Financial year end: 31 December 2005
Half-year end: 30 June 2005

Operating data

Total number of hotels: 330 hotels (95 in the UK) 
Total number of bedrooms: nearly 27,000

Total number of company-operated hotels: 58 – most are owned or leased while 14 are managed for third parties
UK: 41, including 11 managed hotels
France: six, including one managed hotel
Germany: four, including two managed hotels
Belgium: one

Hotel numbers by brand
Sleep Inn: five, all in the UK
Comfort: 181 (34 in the UK)
Quality: 125 (51 in the UK)
Clarion: 27 (two in the UK)

Total number of CHE employees: 2,435

Operating figures for the  year to 31 December 2005

Turnover by region
UK: £65.3m (2004: £65m)
France and Belgium: £8.7m (2004: £9.2m)
Germany: £5.2m (2004: £5.4m)

Turnover at leased Continental hotels represented 12% of the group total.

Turnover by activity
Owned, leased, banqueting: £71.9m (2004: £72.3m)
Managed and other: £1.4m (2004: £1.6m)
Franchise operations: £5.9m (2004: £5.7m)

UK figures
Owned and leased properties in the UK accounted for 80% of total group turnover.  

Strategy

"The raising of funds allows us for the first time, after many years of restraint, to implement our growth and development strategy. Our transition commenced in 2005 and will continue throughout 2006 as we refurbish and remodel our properties, accelerate the development of our Sleep Inn premium limited service hotels, together with our mid market sector expansion plans".
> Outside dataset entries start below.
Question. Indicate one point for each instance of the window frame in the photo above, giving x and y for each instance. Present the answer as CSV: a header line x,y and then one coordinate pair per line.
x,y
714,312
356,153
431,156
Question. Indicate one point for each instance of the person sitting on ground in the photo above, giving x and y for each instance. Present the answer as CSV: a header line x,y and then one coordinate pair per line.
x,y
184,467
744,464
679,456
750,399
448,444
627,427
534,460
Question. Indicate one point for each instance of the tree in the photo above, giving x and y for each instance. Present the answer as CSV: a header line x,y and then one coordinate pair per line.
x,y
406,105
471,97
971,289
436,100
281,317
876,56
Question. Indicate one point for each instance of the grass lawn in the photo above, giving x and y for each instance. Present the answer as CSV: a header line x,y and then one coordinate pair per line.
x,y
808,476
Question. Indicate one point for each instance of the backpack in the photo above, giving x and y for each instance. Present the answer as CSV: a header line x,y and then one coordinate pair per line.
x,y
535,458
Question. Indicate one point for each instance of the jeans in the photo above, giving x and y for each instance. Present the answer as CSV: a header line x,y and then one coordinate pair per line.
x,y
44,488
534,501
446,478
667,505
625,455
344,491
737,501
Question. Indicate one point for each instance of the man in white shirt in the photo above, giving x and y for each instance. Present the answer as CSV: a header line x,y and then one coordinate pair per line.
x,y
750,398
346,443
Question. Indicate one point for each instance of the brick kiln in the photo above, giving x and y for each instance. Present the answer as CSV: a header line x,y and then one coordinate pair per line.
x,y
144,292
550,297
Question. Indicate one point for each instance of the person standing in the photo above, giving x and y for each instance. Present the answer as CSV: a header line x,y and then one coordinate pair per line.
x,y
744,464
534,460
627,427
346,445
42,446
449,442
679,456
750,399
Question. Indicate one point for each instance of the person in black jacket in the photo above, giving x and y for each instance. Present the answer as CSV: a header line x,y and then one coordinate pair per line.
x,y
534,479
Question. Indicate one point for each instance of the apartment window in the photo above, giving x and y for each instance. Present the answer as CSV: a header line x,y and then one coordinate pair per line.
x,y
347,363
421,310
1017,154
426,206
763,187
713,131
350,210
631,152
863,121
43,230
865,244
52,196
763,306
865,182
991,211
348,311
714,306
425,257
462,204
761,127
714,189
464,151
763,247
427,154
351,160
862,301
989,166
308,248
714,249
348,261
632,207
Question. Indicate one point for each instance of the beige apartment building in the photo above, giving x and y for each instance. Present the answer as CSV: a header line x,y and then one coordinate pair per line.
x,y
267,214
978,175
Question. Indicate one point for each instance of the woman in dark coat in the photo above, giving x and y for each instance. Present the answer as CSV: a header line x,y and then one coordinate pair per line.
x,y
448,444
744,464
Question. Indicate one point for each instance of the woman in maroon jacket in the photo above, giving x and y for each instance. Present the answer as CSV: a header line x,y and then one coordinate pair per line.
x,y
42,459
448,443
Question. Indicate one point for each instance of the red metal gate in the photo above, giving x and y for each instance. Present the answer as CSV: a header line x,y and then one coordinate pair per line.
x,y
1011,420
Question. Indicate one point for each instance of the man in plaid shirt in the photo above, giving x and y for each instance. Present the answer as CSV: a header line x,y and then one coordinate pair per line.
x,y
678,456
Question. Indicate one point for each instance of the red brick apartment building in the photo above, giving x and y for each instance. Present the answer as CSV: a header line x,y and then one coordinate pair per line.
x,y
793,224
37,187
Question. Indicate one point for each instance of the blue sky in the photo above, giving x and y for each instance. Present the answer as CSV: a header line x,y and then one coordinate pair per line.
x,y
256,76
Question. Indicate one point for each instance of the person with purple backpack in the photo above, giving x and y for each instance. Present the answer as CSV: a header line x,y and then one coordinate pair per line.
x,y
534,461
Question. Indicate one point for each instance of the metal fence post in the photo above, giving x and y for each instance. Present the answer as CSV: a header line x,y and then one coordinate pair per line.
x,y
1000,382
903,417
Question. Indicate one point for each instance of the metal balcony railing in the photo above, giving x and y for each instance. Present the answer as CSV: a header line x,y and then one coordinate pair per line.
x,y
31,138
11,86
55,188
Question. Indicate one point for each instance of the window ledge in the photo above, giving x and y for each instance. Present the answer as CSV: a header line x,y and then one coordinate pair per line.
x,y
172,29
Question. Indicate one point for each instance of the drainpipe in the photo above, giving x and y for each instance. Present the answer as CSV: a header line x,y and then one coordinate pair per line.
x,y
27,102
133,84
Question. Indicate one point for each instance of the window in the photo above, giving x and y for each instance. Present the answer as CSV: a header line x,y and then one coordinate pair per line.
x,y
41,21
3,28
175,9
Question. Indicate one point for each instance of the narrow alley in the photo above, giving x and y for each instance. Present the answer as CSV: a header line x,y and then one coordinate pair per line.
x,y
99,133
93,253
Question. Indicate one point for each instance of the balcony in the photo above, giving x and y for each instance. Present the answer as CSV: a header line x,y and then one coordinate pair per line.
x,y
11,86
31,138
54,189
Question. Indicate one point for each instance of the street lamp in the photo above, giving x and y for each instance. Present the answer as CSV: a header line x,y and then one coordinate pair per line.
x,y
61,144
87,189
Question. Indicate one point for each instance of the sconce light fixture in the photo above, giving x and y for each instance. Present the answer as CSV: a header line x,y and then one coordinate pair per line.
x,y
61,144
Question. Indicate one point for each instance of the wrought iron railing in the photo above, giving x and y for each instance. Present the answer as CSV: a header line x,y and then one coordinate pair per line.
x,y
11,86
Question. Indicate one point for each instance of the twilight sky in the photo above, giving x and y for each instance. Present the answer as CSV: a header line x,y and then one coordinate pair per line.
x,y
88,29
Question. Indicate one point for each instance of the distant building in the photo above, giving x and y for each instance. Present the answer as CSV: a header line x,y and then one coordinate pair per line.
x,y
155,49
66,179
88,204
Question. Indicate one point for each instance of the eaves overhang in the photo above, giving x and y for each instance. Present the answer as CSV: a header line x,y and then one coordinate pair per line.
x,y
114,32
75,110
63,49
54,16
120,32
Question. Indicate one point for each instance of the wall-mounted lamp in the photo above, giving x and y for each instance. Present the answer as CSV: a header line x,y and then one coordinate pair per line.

Source: annual results statement, 12 April 2006

Chief executive

Michael Prager

Key directors

Non-executive chairman: Peter Catesby
Finance director: Paul Mitchell

Contact

Premier House
112 Station Road
Edgware
Middlesex
HA8 7BJ

Tel: 020 8233 2001
Fax: 020 8233 2000

E-mail: enquiries@realhotelcompany.com
Website: http://www.realhotelcompany.com/

Commentary

In April, CHE announced that it was assessing the financial viability of its master franchise agreements, particularly in Continental Europe. 

Options include keeping the agreements under new terms, relinquishing both to become a franchisee, or keeping just the UK and Ireland master franchise. However, no decision needs to be made before 2008.